My Bindable Itemssource

public List<Fact> FactList
{
    get
    {
        return new List<Fact>
        {
            Fact.Wrong,
            Fact.Right,
        };
    }
}

and my xaml

<ComboBox Header="Sample Fact:" Margin="0,10" ItemsSource="{Binding FactList}"
          SelectedItem="{Binding CurrentFact, Mode=TwoWay}">
    <ComboBox.ItemTemplate>
        <DataTemplate>
            <Grid DataContext="{Binding}">
                <TextBlock Text="{Binding Converter={StaticResource FactConv}}"/>
            </Grid>
        </DataTemplate>
    </ComboBox.ItemTemplate>
</ComboBox>

Upvotes: 0

Views: 414

Answers (3)

Lindsay
Lindsay

Reputation: 595

Display Attribute Implementation

[System.AttributeUsage(System.AttributeTargets.All)]
public class Display : System.Attribute
{
    private string _name;
    public Display(string name)
    { _name = name; }
    public string GetName()
    { return _name; }
}

Converter

public class EnumWithDisplayConverter : IValueConverter
{
    public object Convert(object value, Type targetType, object parameter, string language)
    {
        try
        {
            string output = value.GetType()
                .GetTypeInfo()
                .GetDeclaredField(((Enum)value).ToString())
                .GetCustomAttribute<Display>()
                .GetName();
            return output;
        }
        catch (NullReferenceException)
        {
            return ((Enum)value).ToString();
        }
    }

    public object ConvertBack(object value, Type targetType, object parameter, string language)
    {
        throw new NotImplementedException();
    }
}

Upvotes: 2

yasen
yasen

Reputation: 3580

The VS designer does throw some exceptions randomly for no reason, so it's not really all that important.

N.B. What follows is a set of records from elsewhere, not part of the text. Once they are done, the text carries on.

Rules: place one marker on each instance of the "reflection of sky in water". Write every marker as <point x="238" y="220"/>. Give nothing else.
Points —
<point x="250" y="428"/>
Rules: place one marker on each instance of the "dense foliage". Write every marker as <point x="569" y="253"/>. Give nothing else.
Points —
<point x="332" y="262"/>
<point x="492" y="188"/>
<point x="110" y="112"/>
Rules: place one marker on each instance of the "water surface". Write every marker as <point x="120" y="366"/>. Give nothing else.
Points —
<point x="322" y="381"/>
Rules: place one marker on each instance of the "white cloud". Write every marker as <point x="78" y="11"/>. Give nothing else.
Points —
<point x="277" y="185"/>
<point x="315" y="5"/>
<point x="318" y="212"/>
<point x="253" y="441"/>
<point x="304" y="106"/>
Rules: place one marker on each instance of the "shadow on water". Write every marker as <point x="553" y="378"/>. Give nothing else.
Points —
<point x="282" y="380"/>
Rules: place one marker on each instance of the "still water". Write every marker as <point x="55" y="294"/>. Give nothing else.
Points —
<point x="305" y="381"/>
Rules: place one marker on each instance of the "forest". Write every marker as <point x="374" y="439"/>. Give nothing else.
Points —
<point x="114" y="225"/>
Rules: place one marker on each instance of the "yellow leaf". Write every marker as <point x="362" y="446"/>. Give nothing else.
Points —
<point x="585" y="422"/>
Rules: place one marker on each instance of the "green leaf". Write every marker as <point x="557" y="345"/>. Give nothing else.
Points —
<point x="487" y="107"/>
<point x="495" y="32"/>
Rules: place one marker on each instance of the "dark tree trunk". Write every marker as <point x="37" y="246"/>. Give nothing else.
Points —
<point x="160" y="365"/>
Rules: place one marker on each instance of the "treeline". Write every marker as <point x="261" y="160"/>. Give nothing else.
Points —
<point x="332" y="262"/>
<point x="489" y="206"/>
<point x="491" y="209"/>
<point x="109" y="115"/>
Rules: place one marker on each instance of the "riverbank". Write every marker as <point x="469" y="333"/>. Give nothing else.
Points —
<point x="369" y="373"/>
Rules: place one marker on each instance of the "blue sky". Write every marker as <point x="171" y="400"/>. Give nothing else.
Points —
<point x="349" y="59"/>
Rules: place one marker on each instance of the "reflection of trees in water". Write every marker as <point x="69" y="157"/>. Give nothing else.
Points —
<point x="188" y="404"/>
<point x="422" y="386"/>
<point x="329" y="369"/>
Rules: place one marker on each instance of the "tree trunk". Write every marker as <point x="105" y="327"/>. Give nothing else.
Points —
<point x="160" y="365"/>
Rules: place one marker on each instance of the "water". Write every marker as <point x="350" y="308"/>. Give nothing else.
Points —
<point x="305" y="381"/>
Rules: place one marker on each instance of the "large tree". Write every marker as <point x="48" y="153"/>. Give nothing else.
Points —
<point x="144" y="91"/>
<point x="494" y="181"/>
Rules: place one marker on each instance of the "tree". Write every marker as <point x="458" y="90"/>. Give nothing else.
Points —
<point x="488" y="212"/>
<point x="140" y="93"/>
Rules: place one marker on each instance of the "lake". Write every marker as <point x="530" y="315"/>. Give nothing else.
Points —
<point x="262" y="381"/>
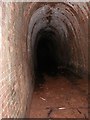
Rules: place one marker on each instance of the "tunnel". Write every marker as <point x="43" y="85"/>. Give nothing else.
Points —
<point x="45" y="44"/>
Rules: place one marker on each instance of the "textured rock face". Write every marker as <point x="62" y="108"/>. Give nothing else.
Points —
<point x="23" y="25"/>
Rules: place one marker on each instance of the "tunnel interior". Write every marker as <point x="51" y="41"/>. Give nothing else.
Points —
<point x="47" y="52"/>
<point x="44" y="40"/>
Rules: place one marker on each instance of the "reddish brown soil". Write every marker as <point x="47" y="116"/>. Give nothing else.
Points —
<point x="60" y="97"/>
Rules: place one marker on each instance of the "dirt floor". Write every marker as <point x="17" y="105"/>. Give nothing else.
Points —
<point x="60" y="97"/>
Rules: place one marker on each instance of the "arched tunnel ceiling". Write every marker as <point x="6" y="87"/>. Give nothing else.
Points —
<point x="70" y="22"/>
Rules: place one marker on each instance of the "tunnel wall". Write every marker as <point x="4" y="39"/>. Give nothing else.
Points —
<point x="71" y="23"/>
<point x="16" y="79"/>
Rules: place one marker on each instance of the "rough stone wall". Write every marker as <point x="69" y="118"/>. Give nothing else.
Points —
<point x="16" y="82"/>
<point x="15" y="79"/>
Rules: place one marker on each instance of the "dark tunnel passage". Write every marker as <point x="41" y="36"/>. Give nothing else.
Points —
<point x="52" y="55"/>
<point x="47" y="52"/>
<point x="59" y="62"/>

Now, if the exception is thrown at runtime - that's a serious problem and you need to resolve it!

On a side note: you don't need that DataContext={Binding} on the Grid in the DataTemplate.

Upvotes: 0

David Arno
David Arno

Reputation: 43254

Just because the DisplayAnnotations namespace is missing, doesn't mean you can't use Display. Simply create your own attribute class. Please see this answer to another question for how to do that.